Clinton has mentioned that he's worked on a supplement for The Shadow of Yesterday called "Yesterday's Heresies."  He's linked the doc-in-progress before, so I think it's okay if I throw this out and see if people like it.

I wrote up details for two of the secret societies mentioned in the 'core' book, and included several Secrets and Keys.  This is my first try at making that sort of stuff, and I don't know how good it is.  Any feedback is appreciated.  I tried to stay faithful to what Clinton said in the original text - the ideas, at least.  I'm using these in the game I'm starting soon, I hope.


THE MOON-MEN - Zaru who wish to spread Zu as far and as fast as possible to encourage the collapse of the world and the end of all living things.  Their greatest hope is to find some way to copy words of Zu.

The Moon-men have no organizational leader, only local ones.  The concept behind the Moon-men, some say, is simply insanity - when you see old men being beaten by foreigners in a field of mud, and hear about thousands butchered on the field of battle for no other reason than an old crown, and the moon stares you in the face every single night... well, is there is a reason to NOT be insane?

The Moon-men believe the world is supposed to be broken, and want to encourage it to hurry up and finish.  Sect leaders are merely the ones who have the most apparent insane lust for the end of the world.  Age, sex, and race are no barrier to such positions.  One is free to come and go in the group as they like.  Most Moon-men meetings are done around a fire, telling stories about what everyone has done to hasten the world's end.  The leader, if there is considered to be one, might ask the others to help him in a task.  They can say yes or no as they like.

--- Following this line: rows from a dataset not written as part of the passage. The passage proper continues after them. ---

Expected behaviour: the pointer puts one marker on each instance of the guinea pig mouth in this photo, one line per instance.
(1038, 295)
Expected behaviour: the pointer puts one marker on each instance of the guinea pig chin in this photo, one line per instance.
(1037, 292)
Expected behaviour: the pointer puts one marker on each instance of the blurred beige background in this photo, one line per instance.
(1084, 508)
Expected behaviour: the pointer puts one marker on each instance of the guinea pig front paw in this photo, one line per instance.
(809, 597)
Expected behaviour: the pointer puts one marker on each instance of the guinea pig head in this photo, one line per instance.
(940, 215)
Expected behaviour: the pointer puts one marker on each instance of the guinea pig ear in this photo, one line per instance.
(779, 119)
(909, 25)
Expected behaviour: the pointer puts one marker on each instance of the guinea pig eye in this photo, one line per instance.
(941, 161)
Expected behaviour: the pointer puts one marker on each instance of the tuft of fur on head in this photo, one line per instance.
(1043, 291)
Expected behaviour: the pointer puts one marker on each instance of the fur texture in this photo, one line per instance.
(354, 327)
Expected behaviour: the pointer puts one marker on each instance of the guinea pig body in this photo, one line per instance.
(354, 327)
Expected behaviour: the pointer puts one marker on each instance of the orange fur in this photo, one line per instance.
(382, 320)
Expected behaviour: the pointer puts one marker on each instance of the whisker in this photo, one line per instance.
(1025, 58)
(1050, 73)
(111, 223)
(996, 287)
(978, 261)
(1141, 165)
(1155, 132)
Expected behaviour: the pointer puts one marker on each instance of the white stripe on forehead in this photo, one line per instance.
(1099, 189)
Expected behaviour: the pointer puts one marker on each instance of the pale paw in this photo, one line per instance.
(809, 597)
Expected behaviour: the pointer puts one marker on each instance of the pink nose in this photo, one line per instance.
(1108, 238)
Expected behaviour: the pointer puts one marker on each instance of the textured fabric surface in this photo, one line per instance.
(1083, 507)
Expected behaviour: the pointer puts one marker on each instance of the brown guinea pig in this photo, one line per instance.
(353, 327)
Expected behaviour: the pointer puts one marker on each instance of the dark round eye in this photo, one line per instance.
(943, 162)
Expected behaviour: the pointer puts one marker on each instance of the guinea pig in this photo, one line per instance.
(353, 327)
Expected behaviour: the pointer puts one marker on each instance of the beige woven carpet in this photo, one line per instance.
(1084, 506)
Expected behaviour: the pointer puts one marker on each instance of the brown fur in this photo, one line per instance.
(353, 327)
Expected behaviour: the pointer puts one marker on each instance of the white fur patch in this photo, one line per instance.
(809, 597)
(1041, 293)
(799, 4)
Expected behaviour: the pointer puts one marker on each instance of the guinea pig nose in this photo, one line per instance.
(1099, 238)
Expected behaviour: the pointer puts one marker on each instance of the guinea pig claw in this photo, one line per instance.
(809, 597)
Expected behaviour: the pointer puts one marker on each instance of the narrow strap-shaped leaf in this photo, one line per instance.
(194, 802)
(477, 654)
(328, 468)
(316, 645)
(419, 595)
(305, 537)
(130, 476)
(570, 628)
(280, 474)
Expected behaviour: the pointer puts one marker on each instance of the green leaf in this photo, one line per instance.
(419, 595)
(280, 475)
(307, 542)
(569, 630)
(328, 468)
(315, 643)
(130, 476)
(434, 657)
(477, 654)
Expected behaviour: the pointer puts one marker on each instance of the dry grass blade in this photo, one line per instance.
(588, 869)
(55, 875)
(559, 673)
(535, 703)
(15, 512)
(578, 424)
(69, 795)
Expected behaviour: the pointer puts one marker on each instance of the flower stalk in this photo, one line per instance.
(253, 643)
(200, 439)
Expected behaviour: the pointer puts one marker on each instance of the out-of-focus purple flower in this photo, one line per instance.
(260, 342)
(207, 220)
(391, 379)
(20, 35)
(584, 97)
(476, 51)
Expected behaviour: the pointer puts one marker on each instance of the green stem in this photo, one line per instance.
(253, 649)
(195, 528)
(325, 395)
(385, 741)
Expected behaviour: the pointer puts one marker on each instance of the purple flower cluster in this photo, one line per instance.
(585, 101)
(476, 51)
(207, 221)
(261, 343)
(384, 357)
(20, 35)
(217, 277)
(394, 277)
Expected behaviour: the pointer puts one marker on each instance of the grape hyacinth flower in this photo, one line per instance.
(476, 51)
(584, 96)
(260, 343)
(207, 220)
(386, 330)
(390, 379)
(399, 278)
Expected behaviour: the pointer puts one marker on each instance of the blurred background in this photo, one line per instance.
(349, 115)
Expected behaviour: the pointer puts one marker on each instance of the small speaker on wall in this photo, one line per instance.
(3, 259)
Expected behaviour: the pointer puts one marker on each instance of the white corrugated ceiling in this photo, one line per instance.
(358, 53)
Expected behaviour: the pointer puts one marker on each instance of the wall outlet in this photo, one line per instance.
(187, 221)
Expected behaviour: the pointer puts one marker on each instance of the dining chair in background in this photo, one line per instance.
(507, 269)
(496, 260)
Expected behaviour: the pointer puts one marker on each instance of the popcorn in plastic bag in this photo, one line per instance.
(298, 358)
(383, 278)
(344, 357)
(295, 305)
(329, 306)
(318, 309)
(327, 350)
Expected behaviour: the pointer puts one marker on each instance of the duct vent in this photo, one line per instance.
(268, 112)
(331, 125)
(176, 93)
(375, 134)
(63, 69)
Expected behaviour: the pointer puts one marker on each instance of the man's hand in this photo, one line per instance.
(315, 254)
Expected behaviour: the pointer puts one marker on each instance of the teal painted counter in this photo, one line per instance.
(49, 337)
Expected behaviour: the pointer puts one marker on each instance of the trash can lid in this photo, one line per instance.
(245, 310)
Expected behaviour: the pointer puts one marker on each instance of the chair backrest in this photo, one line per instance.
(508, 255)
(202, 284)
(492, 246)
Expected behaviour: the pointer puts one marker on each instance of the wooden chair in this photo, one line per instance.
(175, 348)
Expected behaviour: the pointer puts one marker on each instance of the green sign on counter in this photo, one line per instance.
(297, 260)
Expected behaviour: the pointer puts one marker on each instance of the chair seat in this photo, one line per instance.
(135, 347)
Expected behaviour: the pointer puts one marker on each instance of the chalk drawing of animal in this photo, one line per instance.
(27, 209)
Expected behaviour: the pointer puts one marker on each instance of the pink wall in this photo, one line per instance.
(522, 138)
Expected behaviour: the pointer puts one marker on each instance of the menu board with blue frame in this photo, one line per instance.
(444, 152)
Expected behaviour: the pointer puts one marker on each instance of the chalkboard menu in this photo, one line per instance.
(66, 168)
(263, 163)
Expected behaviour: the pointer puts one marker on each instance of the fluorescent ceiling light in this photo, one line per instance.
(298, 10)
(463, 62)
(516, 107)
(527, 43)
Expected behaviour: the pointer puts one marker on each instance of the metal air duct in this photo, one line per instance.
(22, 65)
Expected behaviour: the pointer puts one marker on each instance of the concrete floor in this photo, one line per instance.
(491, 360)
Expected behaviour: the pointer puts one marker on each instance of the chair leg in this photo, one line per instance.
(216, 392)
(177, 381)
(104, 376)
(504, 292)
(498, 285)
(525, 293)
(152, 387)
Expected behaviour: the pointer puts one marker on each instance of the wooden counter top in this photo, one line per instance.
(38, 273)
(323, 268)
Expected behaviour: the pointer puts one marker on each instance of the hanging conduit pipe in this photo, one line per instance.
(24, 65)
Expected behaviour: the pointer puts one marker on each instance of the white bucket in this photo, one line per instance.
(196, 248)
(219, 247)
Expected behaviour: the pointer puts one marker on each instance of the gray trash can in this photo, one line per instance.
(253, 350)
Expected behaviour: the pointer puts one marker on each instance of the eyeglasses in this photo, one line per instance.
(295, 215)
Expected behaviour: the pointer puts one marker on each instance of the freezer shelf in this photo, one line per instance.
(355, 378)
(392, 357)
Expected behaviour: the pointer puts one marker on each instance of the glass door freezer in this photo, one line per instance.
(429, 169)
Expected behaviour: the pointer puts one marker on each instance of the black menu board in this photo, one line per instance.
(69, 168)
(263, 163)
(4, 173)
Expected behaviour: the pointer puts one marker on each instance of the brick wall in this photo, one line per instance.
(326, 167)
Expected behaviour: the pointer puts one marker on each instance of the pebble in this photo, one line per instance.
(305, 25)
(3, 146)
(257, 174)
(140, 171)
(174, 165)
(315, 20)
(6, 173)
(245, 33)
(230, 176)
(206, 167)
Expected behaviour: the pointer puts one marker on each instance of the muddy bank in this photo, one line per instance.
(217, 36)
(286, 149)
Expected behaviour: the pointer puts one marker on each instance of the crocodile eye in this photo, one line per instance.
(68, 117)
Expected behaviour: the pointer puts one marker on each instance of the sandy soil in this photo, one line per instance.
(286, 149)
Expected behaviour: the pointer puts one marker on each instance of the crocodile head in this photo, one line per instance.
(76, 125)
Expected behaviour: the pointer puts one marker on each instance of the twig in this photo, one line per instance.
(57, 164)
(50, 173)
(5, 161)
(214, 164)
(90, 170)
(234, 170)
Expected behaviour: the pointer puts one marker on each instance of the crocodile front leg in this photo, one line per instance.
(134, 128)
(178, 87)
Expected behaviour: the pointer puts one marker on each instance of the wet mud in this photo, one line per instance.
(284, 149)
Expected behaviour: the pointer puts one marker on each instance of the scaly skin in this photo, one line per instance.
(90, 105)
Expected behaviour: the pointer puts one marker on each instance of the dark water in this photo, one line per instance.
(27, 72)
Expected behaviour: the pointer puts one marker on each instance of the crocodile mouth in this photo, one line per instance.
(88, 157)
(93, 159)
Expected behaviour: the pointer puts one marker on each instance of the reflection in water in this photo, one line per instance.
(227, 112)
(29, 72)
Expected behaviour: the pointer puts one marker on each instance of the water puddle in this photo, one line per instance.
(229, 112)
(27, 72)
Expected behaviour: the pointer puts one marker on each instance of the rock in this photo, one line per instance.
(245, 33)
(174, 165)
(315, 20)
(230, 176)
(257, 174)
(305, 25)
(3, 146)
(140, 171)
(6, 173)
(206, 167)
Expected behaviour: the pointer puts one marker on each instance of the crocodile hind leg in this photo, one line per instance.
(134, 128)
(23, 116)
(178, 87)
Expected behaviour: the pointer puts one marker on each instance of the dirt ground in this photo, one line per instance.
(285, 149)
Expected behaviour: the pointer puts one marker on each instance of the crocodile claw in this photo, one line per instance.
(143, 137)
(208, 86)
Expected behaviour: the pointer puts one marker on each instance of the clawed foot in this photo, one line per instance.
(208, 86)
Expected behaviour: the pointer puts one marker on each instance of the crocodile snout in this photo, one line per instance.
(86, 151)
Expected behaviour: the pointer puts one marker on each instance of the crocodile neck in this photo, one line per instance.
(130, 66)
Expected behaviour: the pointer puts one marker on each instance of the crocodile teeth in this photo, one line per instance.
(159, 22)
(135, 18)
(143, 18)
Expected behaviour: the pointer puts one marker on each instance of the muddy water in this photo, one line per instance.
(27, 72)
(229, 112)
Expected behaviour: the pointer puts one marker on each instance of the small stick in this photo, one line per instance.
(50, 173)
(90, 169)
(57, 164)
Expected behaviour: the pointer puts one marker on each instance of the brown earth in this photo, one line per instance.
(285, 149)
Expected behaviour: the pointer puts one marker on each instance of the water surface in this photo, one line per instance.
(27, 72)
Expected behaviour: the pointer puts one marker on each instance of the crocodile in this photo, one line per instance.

When Hanish changed the way Zu works, many bad things happened.  Some say much WORSE things were going to happen, and Hanish prevented those at the introduction of others.  The Moon-men say this is completely wrong; that Hanish wanted to break the world and leave it broken.  Anything anyone is doing, right now, is meaningless, and it is best to hurry the world on its path to self-destruction.

Many ideas have worked their way into this vague intention.  They seek to expose the presence of secrets, tell truth where there are lies, give Zu to those who can cause the most destruction, and confuse those who think they know best.  They hate organization, and therefore despise both the Ammenite system as well as the stoic Zaru traditions.  Destruction, in their mind, is best accomplished by affecting people.  Give a man power, and he will abuse it.

One of the largest goals for the Moon-men is to find some way to copy Zu words.  Though this seems to contradict what Hanish intended, they believe as long as it's effectively impossible for *everyone* to learn a word, then greed (and the natural state of the world) will only cause destruction.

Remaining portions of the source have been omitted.